The robustness of the results will also be tested by performing a meta‐regression depending on quantity and quality of studies. The following studies' characteristics will be used in order to assess their impact on treatment effect: rate of high baseline risk participants, mean of age, follow up, statins doses. Meta‐regression will be performed with StataTM (Sterne 2001).

Sensitivity analysis

We will perform sensitivity analyses in order to explore the influence of the following factors on effect size:

  • repeating the analysis excluding unpublished studies;.

  • repeating the analysis including only studies with methodological quality "A", as specified above;

  • repeating the analysis excluding studies using the following filters: statistical model, source of funding (industry versus other), country (developed versus developing countries);

  • repeating the analysis excluding studies with initial disagreement about its inclusion;

  • we will also perform an examination of the influence of individual studies with the metainf command in StataTM (Sterne 2001).

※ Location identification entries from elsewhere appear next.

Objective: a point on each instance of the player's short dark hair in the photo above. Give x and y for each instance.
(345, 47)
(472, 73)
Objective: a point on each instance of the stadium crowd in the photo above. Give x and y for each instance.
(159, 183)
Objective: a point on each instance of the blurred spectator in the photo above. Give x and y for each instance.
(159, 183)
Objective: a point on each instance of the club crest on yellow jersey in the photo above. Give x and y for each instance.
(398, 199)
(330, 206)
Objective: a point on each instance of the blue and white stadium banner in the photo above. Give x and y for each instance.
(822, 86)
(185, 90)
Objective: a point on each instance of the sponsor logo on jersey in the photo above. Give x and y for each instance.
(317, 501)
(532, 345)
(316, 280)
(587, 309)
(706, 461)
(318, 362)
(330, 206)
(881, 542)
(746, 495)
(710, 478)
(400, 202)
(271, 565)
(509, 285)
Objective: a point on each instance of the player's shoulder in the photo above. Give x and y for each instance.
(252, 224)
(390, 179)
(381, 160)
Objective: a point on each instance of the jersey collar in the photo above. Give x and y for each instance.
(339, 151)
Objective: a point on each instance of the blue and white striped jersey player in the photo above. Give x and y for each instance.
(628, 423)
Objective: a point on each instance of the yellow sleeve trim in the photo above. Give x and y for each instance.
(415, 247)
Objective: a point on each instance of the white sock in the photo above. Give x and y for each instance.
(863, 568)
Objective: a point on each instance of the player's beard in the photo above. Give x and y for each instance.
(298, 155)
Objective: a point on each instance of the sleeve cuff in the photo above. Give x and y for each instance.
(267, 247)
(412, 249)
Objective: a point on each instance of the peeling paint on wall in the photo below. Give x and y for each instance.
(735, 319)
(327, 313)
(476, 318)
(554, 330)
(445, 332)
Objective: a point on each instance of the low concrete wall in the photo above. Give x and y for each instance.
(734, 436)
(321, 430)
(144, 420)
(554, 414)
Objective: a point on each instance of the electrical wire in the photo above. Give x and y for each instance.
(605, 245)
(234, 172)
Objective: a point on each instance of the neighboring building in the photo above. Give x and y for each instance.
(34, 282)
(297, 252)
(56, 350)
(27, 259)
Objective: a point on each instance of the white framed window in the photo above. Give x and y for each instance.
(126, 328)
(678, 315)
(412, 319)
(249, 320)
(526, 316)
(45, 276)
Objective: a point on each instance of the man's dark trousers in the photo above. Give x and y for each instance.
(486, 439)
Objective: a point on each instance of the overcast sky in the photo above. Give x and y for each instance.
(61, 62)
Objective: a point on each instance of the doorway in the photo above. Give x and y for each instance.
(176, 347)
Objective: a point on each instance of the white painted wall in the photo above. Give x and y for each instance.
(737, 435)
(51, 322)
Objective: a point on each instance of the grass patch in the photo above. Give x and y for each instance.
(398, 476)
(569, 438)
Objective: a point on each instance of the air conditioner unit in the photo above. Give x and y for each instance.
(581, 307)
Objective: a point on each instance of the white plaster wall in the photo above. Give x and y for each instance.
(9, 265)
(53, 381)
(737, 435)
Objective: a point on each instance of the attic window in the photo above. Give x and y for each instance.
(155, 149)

The robustness of the results will also be tested by repeating the analysis using different statistical models (like fixed and random‐effects methods), as specified above.

Economic issues

If we find analyses of costs in included studies, these will be summarized in the result section and the table of comparisons just like the other results. They will be summarized in accordance to the type of analysis performed (that is cost‐effectiveness, cost‐efficacy, etc). Additional studies retrieved through the search strategy will be considered in the discussion.